Abstract

In the winters of 20 & 21, respiratory wards were filled with Covid-19 patients with high mortality rates. Our respiratory unit saw a 54% mortality rate in the first wave.

 

In winter 2022, a warning of triple threat: Flu, respiratory syncytial virus (RSV) and Covid 19, the ?tripledemic?, was given.

 

We wanted to analyse our patients with viral illness. We reviewed their oxygen requirement, respiratory support - high flow oxygen therapy (HFNO), non-invasive ventilation (NIV), continuous positive airway pressure (CPAP) and mechanical ventilation (MV), history of underlying respiratory diseases and 30-day mortality.

 

Between 01/12/22 to 31/12/22, out of 78 patients, 29.5 % had viral illness confirmed by polymerase chain reaction. 52% male. Average age was 71. Mean clinical frailty score was 5. 69.5% had 1 or more underlying lung conditions (Fig1). 91% required supplementary oxygen (up to 15L). 22% needed NIV. Surprisingly, none received HFNO, CPAP or MV. 13% died within 30 days.

 

48% had Covid-19, 39% had Flu A and 22% had RSV. 2 had both Covid and Flu.
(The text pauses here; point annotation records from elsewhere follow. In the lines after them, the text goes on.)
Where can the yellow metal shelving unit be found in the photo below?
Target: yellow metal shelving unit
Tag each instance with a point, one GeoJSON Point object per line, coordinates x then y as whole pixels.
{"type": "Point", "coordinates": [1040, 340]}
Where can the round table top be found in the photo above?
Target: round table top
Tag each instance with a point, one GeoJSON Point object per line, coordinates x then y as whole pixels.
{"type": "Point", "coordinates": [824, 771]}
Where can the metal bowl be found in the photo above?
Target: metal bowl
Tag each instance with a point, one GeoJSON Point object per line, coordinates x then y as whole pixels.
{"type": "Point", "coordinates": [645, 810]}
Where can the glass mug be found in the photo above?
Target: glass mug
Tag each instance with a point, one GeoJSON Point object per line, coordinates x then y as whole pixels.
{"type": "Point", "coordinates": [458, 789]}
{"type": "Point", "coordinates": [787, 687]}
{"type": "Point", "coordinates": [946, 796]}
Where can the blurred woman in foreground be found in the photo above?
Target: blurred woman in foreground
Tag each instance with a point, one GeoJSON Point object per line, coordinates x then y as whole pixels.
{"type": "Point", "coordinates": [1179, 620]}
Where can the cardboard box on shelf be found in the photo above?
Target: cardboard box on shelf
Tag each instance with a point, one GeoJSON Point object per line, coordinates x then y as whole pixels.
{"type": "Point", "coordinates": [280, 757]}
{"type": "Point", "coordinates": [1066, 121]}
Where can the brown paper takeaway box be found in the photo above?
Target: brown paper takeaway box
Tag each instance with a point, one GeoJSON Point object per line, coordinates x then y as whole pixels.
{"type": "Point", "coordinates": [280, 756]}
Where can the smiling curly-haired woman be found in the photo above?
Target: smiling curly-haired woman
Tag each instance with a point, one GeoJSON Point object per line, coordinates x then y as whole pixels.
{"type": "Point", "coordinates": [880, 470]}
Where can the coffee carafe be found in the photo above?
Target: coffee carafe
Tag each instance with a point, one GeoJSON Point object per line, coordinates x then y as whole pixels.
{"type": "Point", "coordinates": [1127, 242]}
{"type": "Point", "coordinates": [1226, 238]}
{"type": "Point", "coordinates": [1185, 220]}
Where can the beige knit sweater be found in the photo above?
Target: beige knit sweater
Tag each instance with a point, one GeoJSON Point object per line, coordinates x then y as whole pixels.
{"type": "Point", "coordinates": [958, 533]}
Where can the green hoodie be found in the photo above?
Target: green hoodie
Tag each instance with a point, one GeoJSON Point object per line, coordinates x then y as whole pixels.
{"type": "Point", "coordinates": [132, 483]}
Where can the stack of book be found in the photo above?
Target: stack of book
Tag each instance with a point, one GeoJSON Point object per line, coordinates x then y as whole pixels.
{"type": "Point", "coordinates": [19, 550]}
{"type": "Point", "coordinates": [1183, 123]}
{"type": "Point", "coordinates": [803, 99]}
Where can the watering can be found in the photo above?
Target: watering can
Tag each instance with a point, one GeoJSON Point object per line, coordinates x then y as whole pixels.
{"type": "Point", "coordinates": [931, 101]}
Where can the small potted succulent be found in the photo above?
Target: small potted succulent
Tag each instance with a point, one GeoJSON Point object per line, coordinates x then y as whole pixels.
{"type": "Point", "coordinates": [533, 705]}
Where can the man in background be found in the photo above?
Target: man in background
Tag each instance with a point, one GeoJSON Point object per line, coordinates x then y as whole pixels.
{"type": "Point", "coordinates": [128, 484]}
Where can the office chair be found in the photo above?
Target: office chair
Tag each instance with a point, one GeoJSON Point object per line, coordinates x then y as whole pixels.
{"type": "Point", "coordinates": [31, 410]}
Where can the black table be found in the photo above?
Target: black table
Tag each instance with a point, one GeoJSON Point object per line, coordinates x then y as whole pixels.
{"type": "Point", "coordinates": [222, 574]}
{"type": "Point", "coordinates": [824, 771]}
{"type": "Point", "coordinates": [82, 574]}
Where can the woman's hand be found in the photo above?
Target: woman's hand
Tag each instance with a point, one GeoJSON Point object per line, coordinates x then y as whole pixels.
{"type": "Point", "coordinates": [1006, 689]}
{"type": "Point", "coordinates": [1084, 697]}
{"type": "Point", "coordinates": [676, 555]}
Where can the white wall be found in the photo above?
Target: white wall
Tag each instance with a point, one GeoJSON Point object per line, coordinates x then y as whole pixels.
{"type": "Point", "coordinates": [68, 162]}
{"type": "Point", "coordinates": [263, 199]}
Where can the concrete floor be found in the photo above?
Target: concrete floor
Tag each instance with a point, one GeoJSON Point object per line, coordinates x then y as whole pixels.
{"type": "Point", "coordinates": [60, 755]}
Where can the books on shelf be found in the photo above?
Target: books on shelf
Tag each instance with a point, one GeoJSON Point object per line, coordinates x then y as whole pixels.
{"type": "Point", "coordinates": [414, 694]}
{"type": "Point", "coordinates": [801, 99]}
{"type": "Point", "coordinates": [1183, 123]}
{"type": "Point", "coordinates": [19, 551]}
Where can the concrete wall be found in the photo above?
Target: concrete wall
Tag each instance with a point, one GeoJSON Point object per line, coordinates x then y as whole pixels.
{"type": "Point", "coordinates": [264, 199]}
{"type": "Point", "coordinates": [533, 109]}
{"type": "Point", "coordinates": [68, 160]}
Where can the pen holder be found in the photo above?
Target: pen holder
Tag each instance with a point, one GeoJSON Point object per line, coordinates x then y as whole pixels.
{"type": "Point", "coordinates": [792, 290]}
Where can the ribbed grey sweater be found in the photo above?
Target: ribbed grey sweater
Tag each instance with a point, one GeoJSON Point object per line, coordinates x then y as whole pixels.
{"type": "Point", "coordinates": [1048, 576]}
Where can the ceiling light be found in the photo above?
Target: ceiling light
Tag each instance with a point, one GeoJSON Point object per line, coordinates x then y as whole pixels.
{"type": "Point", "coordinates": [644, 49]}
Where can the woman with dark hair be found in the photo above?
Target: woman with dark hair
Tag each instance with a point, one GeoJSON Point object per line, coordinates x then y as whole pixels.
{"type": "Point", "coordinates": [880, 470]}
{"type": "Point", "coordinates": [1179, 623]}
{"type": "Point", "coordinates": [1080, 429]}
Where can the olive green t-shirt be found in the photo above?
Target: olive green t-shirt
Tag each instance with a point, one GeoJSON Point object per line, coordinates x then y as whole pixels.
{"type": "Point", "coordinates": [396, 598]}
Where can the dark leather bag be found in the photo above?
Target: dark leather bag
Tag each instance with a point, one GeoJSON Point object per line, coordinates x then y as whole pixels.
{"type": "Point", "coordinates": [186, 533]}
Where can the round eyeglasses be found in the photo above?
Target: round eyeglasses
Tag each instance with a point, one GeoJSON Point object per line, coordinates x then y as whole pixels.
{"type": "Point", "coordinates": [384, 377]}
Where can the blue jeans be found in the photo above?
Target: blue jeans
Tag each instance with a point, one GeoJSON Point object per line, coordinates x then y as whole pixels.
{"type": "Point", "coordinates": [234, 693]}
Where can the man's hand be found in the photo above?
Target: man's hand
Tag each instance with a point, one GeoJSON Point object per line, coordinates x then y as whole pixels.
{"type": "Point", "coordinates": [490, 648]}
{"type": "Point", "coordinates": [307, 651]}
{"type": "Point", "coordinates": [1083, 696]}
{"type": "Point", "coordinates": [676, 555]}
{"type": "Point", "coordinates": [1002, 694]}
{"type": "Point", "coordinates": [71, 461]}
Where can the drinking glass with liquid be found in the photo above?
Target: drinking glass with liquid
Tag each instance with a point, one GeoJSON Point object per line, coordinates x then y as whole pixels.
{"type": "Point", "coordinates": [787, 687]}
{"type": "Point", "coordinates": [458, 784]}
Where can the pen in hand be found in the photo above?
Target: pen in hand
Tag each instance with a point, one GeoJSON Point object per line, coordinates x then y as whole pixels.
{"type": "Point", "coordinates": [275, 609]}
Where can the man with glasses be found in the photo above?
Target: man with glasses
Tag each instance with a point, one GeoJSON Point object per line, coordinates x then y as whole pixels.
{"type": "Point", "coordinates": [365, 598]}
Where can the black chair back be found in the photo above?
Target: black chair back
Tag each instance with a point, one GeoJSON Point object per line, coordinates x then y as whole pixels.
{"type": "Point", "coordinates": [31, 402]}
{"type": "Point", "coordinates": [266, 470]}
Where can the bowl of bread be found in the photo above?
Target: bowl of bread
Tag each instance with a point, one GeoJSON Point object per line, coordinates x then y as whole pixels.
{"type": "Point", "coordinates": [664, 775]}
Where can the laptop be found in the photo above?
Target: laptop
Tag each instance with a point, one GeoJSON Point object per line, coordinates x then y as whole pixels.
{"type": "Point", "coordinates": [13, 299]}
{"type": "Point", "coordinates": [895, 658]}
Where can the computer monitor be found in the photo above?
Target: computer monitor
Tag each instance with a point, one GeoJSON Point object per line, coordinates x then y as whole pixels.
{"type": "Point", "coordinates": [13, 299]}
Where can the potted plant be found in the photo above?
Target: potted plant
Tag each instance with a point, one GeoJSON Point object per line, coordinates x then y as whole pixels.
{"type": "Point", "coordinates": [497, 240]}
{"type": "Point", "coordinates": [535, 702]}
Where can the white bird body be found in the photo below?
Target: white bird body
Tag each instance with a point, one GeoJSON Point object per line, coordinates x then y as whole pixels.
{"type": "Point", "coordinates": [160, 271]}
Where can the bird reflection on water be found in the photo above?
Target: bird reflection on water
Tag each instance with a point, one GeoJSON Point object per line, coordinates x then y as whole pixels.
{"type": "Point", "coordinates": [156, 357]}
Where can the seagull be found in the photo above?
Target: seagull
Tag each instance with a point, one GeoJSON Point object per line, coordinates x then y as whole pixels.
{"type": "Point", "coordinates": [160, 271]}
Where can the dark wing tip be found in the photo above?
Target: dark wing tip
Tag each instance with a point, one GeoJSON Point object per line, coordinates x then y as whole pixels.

Both survived. Of those needing NIV, 60% had Flu and 40% had RSV (1 died). 80% NIV patients had 1-2 respiratory conditions.

 

Our study showed having 2 concurrent viruses didn?t worsen outcome. Mortality rate was lower compared to pandemic. However, more studies are needed to look at the health impact from winter respiratory viruses.